Make-up is no longer a feminist issue – thanks to Donald Trump

Look at how make-up transformed Clinton and Trump’s campaigns. They advanced much further than Sanders and Bush because they could disguise their age, projecting energy and longitude. Forget fake news – both of them were fake youths 

Donald Trump speaks during a press conference with UK prime minister Theresa May
Donald Trump speaks during a press conference with UK prime minister Theresa May

This week, like many around the globe, I tuned into Donald Trump’s first prime-time TV interview as President on ABC. And my goodness, I was shocked by what I saw. With every word, I felt more and more afraid – for a future that will surely affect us all.

Because did you see how much make-up he was wearing? I know Trump’s orangeness is no secret, but I’ve never seen him so close up before, so that I could almost touch the lashings of foundation and bronzer creasing on his face. There is a lot of it.

I’m scared for men, in particular, now that make-up has so heavily entered the mainstream. Will my future Tinder dates nip off to the loo to powder their nose? Will they borrow my mascara? What will become of us all since the Leader of the Free World looks like a Snog Marry Avoid? contestant?

There has been a lack of intellectual analysis regarding Trump’s uptake of make-up, though it is a fascinating thing, particularly as it does not square with his image of “toxic masculinity”. Trump fans celebrate his straight-talking, blokey approach to everything. Yet here is a man who will wear bronzer.
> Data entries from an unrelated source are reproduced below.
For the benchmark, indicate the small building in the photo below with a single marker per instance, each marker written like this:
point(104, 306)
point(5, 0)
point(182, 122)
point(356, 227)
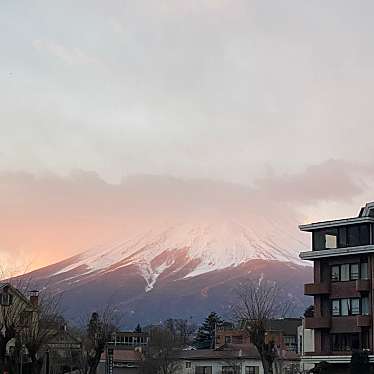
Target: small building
point(229, 359)
point(120, 361)
point(342, 320)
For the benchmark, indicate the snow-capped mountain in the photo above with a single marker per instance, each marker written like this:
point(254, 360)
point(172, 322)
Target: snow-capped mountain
point(185, 247)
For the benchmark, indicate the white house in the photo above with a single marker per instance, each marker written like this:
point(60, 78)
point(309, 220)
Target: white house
point(232, 360)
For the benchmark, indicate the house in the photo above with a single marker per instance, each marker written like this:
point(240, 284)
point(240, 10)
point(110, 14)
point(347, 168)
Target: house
point(343, 256)
point(228, 333)
point(282, 331)
point(116, 360)
point(130, 339)
point(229, 359)
point(124, 353)
point(63, 352)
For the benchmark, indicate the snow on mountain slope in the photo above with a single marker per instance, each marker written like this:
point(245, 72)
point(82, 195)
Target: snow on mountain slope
point(216, 245)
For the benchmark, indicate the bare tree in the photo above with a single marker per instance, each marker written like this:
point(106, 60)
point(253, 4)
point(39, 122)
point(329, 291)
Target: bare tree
point(258, 303)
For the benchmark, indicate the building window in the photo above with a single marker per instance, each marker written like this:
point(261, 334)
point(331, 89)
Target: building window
point(365, 306)
point(335, 273)
point(364, 270)
point(354, 272)
point(230, 369)
point(344, 272)
point(228, 339)
point(344, 307)
point(365, 337)
point(290, 343)
point(349, 307)
point(336, 307)
point(252, 369)
point(355, 307)
point(203, 370)
point(5, 299)
point(349, 272)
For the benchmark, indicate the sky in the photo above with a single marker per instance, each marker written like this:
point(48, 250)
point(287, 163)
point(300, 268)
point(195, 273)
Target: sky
point(272, 95)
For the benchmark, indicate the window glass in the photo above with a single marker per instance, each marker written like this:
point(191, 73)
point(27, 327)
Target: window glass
point(230, 369)
point(364, 270)
point(344, 272)
point(331, 241)
point(252, 370)
point(335, 308)
point(335, 273)
point(354, 271)
point(365, 306)
point(355, 307)
point(203, 370)
point(344, 307)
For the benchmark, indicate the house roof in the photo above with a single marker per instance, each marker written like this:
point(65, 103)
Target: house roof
point(226, 352)
point(16, 291)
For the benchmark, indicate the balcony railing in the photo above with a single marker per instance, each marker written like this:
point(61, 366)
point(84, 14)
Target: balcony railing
point(317, 322)
point(317, 288)
point(362, 285)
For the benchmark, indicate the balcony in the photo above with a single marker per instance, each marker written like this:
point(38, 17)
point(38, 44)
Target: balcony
point(312, 289)
point(363, 321)
point(362, 285)
point(317, 322)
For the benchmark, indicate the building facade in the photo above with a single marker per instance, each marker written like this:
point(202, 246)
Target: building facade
point(343, 256)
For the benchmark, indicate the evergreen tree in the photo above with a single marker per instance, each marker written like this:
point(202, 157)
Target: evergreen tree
point(205, 337)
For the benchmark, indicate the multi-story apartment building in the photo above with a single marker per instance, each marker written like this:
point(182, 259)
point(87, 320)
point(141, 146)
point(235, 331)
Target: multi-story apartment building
point(343, 256)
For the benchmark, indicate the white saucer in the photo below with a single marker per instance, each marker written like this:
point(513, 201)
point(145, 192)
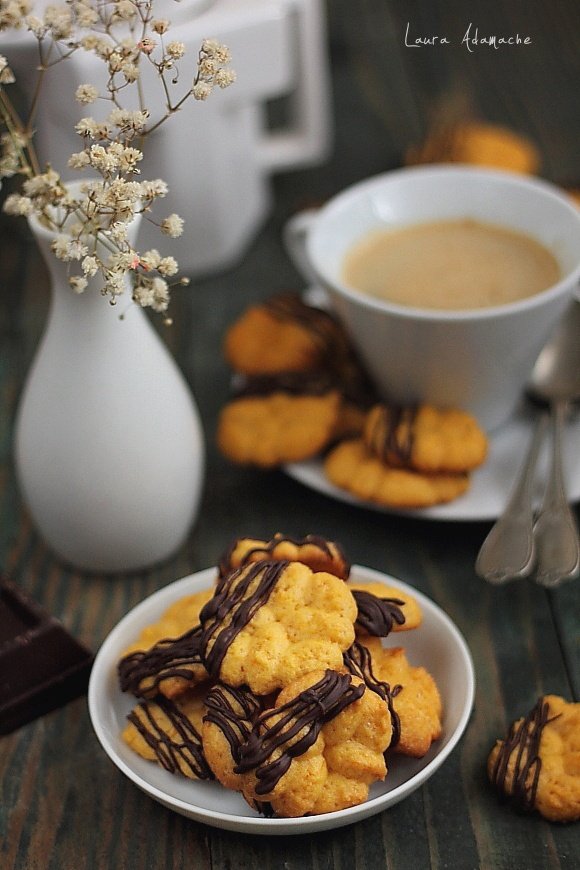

In the feminist sphere, make-up has been a huge talking point for years, equated with subjugation and the perpetuation of unrealistic body standards. Many commentators pitied Hillary Clinton in her presidential campaign, especially after her concession speech, in which she infamously appeared au naturel. Many perceived her as broken and vulnerable; the victim of an “oppressive level of scrutiny”.

Yet no one has explained Trump and his penchant for foundation. He is as much of a sucker to the cosmetics industry as Clinton. He may even be more so, piling the slap on until the end of his presidency.

In his enthusiasm, Trump seems to have done what no man has done before – he has turned make-up into a universal, not feminist, issue. It’s been going this way for years, as many men have started using it. And what’s to stop them now? The President has made make-up a weapon, rather than form of suppression, for getting what you want.

Bill Maher: PC culture helped put Donald Trump in the White House

After all, just look at how it transformed Clinton and Trump’s campaigns. They advanced much further than Sanders and Bush because they could disguise their age, projecting energy and longitude. Forget fake news – both of them were fake youths. Trump is the oldest president ever to be inaugurated – yet he managed to trick us all with his hefty contouring.

Make-up will be all the more important to Trump as he competes with increasingly young leaders, such as Justin Trudeau and Enrique Peña Nieto. Trump’s mantra is clearly “fight fire with fire” – and that’s not just for Isis. He recognises he has to look good if he is to stand on the world stage with these total babes.

Whatever the deep-down intellectual reasons Trump uses make-up are, we are unlikely to find out anytime soon, or see his face slapped on a billboard advertising his new cosmetics line.

But let’s be honest, it’s now no longer a feminist issue.